Details of the Attack: Safe’s Report
According to Safe's report, the Bybit hack was conducted via a compromised Safe developer machine. Hackers exploited this vulnerability to inject malicious code into Safe's AWS infrastructure. Key takeaways from the report include: attackers submitted a fraudulent transaction proposal, no flaws were found in Safe's smart contracts or source code, and the company has taken steps to reconfigure its infrastructure and bolster security. However, users are reminded to exercise caution when signing transactions.
CZ's Criticism and His Questions
Changpeng Zhao criticized the report for its lack of specificity, raising questions such as: how was the Safe developer machine compromised, how could it access Bybit's account, and could hackers bypass Ledger verification? CZ called for greater transparency and stronger security protocols in the crypto industry.

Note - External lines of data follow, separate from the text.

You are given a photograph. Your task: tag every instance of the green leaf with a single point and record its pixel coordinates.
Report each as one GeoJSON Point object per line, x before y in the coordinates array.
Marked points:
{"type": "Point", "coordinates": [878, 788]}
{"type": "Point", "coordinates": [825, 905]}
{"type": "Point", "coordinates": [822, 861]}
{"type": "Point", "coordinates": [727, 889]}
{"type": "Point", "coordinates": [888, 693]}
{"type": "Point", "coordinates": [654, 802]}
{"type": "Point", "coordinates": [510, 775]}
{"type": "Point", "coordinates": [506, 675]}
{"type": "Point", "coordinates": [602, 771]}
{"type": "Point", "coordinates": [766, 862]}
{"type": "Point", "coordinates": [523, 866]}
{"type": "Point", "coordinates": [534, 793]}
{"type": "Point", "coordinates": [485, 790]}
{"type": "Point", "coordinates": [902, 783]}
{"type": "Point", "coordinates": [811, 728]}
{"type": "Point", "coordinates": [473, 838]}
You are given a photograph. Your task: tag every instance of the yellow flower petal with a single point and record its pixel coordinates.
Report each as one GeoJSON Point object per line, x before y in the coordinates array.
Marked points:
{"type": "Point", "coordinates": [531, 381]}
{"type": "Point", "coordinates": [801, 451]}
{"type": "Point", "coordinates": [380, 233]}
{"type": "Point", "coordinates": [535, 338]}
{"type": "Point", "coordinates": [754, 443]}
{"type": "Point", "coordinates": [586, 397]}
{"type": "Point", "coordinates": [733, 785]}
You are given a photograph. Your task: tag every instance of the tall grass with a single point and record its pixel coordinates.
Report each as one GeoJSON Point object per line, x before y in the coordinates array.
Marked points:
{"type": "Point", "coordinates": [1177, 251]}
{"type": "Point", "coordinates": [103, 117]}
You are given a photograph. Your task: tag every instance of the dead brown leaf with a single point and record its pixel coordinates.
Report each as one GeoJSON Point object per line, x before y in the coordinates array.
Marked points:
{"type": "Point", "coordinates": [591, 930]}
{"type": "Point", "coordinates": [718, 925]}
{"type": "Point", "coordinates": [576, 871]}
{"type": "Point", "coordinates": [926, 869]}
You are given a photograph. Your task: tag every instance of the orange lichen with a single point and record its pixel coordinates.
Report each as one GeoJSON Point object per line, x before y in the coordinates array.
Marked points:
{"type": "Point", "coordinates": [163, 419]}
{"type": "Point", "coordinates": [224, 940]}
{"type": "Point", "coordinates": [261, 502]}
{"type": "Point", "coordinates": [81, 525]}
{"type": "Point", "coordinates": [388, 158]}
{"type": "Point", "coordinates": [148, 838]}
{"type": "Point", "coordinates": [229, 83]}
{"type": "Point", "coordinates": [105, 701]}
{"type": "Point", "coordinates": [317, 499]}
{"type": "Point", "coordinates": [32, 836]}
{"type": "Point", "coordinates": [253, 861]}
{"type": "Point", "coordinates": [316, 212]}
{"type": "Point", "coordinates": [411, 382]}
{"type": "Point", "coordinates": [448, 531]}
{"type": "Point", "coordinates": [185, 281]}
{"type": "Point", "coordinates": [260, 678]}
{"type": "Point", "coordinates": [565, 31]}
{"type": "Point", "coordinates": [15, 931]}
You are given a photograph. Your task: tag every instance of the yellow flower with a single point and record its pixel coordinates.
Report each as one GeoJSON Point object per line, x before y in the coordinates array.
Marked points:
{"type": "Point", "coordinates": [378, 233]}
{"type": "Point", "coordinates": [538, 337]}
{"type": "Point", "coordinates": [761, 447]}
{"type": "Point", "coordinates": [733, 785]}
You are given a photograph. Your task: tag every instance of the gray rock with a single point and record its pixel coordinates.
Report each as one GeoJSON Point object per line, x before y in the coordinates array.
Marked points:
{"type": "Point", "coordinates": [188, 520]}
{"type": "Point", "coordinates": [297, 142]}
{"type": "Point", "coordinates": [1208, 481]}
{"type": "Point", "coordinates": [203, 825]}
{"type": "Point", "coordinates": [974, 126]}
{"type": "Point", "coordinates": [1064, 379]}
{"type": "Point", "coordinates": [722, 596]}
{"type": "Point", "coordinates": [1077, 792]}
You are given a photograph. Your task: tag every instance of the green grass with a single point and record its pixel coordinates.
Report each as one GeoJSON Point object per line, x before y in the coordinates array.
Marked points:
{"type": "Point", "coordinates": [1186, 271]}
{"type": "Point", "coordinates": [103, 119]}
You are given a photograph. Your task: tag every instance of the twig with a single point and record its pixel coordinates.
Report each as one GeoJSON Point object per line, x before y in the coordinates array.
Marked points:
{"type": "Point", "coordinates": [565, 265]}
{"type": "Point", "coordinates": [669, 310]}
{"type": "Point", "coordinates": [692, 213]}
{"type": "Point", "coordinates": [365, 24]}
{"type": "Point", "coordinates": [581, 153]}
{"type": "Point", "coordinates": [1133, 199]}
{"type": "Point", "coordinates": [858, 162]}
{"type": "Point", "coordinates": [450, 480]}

Safe's Response and Independent Investigations
Safe co-founder Martin Köppelmann clarified that the interface was compromised, not the Safe code itself. To enhance security, he proposed improving transaction verification on hardware devices and launching SafeNet, a cosigning service. Independent firms Sygnia and Verichains confirmed that a malicious code injection using social engineering was the root cause. Their investigation revealed that attackers exploited vulnerabilities to access Safe’s infrastructure.
Despite significant losses, Bybit promptly replenished user funds. This incident underscores the need for stronger security measures in the crypto sphere, especially concerning multi-signature wallets.